E-commerce has taken the world by storm, completely revolutionalising the retail industry. Just last week Jeff Bezos, founder of the largest e-commerce company in America, overtook Bill Gates to become the richest man in the world. His company’s market capitalization grew 500 times since its initial public offering. And yet, even now, industry experts think that this is just the tip of the iceberg.

Investors who are looking to get into the action, however, need to be familiar with how the industry works and what they should look out for in e-commerce companies.

As such, I have listed three important aspects of an e-commerce company that investors should look at.

Annual active consumers

This metric tells us how many people are actually buying goods on their platform each year. Investors should look out for companies that can consistently increase their consumer base over time.

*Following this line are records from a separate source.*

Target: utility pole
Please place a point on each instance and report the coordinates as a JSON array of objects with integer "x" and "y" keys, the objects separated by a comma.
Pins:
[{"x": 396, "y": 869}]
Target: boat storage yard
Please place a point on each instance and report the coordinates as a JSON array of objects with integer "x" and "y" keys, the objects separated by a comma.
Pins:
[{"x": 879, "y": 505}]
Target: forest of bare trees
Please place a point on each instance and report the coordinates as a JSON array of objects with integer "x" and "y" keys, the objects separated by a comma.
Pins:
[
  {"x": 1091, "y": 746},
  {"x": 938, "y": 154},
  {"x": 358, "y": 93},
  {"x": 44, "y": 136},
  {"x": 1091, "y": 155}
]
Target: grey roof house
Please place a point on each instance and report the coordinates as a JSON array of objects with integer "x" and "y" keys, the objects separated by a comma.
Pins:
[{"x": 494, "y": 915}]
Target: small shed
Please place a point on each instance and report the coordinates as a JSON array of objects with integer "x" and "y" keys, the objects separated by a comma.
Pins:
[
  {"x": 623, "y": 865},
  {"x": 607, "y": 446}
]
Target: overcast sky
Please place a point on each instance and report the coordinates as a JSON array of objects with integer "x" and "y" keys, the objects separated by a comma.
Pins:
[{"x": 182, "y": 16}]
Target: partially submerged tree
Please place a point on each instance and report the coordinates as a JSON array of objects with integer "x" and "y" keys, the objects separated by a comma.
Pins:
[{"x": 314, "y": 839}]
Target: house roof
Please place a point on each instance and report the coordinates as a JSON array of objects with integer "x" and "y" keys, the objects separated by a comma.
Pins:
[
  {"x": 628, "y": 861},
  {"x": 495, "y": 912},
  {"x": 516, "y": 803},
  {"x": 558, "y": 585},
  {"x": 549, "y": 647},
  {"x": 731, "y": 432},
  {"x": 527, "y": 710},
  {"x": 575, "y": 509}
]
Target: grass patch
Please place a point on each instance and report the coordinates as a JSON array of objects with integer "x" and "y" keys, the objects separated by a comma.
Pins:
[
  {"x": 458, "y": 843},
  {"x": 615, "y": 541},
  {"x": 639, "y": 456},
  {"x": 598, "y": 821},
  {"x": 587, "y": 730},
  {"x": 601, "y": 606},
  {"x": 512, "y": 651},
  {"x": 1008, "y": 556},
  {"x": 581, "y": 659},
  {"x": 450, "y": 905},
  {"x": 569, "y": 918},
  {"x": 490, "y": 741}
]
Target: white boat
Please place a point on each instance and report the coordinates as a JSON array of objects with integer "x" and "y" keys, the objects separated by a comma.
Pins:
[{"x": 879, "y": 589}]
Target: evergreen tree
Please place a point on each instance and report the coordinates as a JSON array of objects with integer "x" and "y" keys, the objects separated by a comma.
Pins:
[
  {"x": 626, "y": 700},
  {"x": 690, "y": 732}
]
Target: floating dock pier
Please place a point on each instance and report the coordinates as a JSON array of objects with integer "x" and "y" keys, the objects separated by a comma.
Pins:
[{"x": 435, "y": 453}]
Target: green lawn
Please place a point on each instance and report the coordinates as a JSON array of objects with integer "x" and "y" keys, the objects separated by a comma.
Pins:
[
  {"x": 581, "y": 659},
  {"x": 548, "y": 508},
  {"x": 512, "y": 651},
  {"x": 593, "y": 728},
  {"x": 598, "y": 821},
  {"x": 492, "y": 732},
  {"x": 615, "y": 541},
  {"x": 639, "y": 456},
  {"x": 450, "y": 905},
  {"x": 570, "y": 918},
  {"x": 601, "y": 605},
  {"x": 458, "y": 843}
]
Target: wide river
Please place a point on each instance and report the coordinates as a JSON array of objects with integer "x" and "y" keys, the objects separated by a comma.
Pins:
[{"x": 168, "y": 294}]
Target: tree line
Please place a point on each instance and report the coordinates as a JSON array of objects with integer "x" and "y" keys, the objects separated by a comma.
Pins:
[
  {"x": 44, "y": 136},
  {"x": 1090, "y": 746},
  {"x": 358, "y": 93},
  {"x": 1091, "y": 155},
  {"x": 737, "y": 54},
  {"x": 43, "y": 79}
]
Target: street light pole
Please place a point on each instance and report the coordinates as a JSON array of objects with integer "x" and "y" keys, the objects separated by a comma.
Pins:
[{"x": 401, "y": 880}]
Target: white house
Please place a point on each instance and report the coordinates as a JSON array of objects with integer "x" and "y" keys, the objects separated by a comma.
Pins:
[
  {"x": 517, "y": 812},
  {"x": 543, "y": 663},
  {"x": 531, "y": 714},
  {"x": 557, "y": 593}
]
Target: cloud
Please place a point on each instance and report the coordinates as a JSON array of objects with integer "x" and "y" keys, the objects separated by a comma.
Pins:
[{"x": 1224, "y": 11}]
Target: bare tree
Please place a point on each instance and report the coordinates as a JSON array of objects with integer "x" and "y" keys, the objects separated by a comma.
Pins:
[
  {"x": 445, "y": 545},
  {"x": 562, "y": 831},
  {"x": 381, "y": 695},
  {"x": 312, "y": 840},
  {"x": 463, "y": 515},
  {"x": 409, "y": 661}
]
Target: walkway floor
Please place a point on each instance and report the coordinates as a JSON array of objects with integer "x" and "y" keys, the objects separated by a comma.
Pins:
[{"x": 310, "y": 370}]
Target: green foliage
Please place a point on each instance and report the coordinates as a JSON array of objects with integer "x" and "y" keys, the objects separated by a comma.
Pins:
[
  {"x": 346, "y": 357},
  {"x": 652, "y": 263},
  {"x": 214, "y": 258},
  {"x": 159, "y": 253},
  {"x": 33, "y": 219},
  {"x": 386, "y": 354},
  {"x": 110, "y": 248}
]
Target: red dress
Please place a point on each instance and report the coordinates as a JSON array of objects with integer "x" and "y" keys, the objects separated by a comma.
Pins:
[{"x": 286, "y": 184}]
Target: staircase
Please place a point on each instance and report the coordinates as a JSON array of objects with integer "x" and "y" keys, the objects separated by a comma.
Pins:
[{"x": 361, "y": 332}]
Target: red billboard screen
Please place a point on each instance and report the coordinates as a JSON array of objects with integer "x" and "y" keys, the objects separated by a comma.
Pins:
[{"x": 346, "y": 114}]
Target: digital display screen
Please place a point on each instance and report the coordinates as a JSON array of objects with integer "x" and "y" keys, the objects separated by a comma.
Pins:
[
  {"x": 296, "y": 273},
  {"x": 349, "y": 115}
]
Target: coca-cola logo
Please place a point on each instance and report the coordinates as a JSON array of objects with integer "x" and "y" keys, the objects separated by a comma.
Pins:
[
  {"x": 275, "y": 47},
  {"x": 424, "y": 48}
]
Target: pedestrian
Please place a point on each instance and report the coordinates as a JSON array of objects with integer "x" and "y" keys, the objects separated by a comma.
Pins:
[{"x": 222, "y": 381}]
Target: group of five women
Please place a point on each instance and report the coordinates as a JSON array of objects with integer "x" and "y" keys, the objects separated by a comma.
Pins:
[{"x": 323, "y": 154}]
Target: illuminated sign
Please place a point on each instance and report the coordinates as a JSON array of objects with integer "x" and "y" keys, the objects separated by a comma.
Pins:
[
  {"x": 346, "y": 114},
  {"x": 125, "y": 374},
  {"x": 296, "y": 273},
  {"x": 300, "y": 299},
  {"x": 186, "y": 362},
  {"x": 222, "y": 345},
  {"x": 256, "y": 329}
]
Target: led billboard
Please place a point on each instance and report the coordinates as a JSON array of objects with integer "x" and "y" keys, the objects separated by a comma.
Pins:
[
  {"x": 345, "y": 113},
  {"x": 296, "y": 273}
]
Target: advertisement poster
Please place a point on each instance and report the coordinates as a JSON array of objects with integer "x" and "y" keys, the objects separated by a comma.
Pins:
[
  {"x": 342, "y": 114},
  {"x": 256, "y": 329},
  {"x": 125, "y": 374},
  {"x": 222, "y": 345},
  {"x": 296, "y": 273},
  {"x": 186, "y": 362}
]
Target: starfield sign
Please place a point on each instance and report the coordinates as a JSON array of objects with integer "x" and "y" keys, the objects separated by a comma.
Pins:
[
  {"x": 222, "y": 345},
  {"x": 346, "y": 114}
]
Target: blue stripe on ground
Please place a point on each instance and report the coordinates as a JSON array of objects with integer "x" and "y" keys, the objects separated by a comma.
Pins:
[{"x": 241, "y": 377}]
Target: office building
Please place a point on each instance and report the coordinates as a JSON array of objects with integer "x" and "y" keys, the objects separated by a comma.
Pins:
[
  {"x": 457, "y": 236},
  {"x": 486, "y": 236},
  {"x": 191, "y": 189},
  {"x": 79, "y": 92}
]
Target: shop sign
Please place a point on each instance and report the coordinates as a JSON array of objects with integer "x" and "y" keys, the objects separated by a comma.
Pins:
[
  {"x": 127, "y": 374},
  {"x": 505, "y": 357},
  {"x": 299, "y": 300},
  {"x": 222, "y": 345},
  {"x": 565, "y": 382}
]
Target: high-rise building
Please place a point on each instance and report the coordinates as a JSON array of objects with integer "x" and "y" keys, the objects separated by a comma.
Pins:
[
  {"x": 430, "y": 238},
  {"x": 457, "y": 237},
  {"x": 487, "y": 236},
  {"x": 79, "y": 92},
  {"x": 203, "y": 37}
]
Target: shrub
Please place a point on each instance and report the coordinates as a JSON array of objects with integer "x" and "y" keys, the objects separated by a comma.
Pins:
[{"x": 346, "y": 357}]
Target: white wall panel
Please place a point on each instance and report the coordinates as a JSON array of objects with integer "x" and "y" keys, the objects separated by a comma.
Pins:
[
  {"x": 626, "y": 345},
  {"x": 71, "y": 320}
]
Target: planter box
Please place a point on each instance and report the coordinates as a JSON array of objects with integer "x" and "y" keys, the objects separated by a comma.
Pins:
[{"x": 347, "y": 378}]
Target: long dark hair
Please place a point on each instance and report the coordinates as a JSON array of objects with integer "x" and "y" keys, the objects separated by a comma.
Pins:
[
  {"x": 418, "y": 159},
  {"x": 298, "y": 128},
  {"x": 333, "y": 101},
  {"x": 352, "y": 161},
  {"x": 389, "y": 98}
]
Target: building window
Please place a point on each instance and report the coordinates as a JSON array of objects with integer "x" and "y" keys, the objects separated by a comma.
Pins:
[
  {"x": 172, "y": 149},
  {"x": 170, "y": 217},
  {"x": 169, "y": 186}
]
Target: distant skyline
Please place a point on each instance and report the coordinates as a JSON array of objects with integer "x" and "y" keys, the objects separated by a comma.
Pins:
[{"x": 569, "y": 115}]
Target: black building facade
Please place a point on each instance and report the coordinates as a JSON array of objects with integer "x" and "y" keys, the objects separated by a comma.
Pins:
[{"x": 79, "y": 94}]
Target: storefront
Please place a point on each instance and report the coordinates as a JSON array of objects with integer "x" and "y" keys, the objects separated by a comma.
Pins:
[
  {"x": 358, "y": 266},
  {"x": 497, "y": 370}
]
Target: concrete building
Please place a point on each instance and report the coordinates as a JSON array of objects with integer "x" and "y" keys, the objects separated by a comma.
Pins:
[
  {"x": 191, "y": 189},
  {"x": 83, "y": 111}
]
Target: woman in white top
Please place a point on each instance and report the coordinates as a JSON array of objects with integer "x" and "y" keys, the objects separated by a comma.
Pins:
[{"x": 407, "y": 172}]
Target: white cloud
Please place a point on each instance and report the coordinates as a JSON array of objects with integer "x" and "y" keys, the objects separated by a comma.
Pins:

More customers on their platform equate to higher sales and revenue over the long term. An e-commerce company that has a dwindling annual active consumer rate should be a red flag to investors, indicating that consumers are moving away from their platform to competitors’ sites.

Product offering

Consumers are extremely fickle and may hop between sites. However, one way that e-commerce companies are able to create loyalty amongst customers is ensuring that they offer a variety of products that meet customers’ needs. The best way to do that is holding a wide range of products at competitive prices.

Investors should, therefore, look out for companies that are consistently expanding their product offering and creating a competitive e-commerce landscape.

Business model

There are two main business models that e-commerce companies operate via.

First, there are some companies that hold their own inventory and earn the difference between the cost of goods and price of goods sold. This model is usually capital intensive and companies need to build their own warehouses to store their inventory.

On the other hand, there are companies that simply facilitate the transactions between third-party merchants. These merchants could be either individuals or small businesses. E-commerce companies that use this model have lower capital expenditure requirements but are subject to the kind of products that the third party merchants offer.

The Foolish bottom line

E-commerce is growing at an astounding rate. Investors who are looking to invest in companies that operate in this space should familiarise themselves with how the industry works and what to look out for in each business.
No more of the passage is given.